Sentiamo adesso il commissario del Parco Amilcare Troiano. ”Ora abbiamo ottenuto – replica Troiano - la possibilità di selezionare 200 selecontrollori, gli unici deputati al prelievo selettivo dei cinghiali: il bando è già stato pubblicato”. Il problema potrebbe diventare una risorsa , continua il commissario, con la vendita della carne di cinghiale e dei suoi derivati (prosciutti e salsicce). Inoltre – conclude – “abbiamo finanziato le reti elettrificate e previsto 500 mila euro per rimborsi e indennizzi”.

Ma la risposta più significativa di Troiano è quando alla fine si lascia andare ad uno sfogo- confessione: ”i cinghiali (alloctoni) furono immessi nelle aree contigue dalla Provincia per l’attività venatoria. Gli stessi sono entrati, spostandosi, nel territorio del Parco dove è vietata la caccia… Noi in questa storia siamo parte lesa”.

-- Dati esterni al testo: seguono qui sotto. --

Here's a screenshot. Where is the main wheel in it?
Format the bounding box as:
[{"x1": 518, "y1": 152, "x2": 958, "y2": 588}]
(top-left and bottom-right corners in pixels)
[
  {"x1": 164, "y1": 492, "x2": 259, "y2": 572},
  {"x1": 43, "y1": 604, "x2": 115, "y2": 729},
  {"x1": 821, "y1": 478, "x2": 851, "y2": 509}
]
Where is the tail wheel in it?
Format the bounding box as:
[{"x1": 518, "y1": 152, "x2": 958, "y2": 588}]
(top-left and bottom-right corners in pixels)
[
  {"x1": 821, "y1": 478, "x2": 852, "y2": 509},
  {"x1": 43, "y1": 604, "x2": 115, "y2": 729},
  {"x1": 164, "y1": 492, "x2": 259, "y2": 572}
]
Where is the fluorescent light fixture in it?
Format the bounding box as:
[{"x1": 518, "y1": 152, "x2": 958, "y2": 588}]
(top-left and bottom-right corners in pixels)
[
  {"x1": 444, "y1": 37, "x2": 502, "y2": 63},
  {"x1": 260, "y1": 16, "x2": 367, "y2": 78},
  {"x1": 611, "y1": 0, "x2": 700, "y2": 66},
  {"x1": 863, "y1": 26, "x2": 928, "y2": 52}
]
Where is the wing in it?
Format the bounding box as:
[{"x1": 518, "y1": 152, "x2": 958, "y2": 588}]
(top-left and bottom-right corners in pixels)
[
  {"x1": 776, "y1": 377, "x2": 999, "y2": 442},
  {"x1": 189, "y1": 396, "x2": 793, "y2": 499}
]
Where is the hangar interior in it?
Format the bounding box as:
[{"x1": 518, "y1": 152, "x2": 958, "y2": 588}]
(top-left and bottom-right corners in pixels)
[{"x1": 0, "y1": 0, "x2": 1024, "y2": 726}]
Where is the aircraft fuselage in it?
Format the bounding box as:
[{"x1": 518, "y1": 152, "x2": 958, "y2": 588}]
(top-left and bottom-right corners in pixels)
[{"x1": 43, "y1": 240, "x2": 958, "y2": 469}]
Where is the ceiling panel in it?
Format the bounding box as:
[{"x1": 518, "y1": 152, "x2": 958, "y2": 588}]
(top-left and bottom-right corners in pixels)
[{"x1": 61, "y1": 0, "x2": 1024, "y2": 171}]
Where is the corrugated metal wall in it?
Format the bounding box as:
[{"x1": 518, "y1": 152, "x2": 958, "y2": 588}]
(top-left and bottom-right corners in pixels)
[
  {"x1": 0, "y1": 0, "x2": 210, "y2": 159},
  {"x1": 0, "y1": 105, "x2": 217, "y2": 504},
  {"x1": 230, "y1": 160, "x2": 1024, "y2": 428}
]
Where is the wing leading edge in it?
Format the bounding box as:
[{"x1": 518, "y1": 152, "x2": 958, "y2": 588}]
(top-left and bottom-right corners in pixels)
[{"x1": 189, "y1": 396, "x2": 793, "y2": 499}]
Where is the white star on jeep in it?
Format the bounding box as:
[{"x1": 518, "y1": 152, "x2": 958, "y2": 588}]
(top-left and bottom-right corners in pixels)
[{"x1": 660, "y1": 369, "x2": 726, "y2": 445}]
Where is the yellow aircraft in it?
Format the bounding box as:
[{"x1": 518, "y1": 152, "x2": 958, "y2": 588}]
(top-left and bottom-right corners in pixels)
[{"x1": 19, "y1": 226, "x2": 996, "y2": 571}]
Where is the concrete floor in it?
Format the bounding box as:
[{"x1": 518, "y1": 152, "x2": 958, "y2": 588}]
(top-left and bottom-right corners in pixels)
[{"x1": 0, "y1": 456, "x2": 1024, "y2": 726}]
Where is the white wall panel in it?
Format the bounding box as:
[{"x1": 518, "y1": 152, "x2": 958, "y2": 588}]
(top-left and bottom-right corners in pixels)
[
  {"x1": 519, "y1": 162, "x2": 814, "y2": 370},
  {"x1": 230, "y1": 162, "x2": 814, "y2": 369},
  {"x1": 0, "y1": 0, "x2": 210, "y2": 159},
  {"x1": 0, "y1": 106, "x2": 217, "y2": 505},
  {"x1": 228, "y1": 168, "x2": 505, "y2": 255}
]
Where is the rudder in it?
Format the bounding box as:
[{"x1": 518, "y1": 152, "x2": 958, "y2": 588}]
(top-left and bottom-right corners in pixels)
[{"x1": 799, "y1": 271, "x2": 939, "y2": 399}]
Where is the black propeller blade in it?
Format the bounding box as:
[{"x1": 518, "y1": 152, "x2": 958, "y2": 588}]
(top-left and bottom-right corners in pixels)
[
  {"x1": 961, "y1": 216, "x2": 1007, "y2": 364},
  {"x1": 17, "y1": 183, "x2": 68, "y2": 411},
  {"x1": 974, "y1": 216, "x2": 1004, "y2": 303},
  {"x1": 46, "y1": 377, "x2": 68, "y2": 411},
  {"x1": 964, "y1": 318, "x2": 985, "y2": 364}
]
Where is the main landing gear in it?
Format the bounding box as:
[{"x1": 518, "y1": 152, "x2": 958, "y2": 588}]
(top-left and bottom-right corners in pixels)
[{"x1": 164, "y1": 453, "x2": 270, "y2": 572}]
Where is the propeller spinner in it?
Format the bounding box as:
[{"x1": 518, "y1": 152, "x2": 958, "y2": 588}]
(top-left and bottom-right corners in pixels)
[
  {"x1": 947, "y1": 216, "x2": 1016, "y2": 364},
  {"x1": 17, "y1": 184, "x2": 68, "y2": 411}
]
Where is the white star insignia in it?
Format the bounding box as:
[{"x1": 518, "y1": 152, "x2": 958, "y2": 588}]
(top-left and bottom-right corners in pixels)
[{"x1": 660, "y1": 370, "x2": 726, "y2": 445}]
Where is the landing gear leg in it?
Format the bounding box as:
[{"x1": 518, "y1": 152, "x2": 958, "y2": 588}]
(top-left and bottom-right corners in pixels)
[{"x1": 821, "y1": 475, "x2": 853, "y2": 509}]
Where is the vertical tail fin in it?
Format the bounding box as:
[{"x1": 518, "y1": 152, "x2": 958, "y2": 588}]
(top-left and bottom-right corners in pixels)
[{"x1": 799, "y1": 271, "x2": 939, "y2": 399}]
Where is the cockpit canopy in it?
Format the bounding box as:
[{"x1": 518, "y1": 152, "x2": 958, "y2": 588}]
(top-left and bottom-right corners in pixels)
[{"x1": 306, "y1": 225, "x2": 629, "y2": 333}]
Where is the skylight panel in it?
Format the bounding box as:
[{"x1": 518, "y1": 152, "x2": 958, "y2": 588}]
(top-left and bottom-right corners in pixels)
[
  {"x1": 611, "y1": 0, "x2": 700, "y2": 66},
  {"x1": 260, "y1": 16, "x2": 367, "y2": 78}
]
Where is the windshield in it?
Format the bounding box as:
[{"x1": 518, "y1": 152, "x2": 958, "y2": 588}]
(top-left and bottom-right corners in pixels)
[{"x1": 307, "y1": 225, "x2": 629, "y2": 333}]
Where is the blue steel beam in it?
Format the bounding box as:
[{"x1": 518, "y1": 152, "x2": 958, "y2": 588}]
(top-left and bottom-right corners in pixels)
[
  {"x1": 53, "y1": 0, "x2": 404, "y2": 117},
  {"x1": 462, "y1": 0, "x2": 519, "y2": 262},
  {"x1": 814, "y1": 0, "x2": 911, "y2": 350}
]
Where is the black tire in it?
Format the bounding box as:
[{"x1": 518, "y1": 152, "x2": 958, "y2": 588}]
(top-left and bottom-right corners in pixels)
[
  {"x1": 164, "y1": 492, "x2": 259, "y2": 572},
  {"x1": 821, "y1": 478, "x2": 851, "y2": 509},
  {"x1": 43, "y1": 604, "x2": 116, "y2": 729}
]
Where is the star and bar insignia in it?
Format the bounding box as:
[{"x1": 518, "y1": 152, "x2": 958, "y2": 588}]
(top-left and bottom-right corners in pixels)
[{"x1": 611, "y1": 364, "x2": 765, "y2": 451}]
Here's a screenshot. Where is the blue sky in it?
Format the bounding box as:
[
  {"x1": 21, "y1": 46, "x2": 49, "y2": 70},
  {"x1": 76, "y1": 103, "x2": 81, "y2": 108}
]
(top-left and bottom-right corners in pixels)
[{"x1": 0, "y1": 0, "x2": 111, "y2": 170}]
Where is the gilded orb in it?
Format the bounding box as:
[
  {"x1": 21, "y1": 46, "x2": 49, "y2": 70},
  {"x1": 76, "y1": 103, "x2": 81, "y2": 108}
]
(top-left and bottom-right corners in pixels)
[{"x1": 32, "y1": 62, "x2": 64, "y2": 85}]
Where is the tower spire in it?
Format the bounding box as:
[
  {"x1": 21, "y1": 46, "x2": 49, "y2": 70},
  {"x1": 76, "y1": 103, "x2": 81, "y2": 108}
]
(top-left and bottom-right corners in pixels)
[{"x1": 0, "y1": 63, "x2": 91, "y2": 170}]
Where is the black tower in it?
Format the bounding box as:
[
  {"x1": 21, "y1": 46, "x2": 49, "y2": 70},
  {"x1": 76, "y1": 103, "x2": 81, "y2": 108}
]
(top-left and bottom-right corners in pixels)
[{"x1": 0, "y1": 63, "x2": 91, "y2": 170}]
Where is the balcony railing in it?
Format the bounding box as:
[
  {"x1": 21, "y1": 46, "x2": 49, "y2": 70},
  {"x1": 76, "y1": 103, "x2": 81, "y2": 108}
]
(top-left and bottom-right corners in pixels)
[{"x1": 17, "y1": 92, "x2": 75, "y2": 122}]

Ma la spiegazione più decisa e precisa viene dalla “scienza” per bocca del professore Domenico Fulgione della Federico II di Napoli.
“In Cilento il problema è particolarmente sentito e chiassoso perchè si intreccia con una serie di interessi, leciti e meno leciti, legati alla caccia nel parco, alla visibilità di politicanti di quartiere che al solo nominare il cinghiale hanno qualche titolone sui giornali, al rapporto complicato tra cittadini ed Ente parco, per molti dei quali rappresenta più un usurpatore dei beni del Cilento che un gestore”.
Insomma, i cinghiali e gli agricoltori hanno ragioni innegabili di sussistenza, i politici devono dare un colpo al cerchio e uno alla botte, il Parco ha tutte le ragioni a difendere la biodiversità, altrimenti che parco naturale sarebbe.
Quale è dunque la soluzione più razionale? Eliminare i cacciatori, abolendo la caccia, naturalmente, ripristinando la catena alimentare esistente in natura.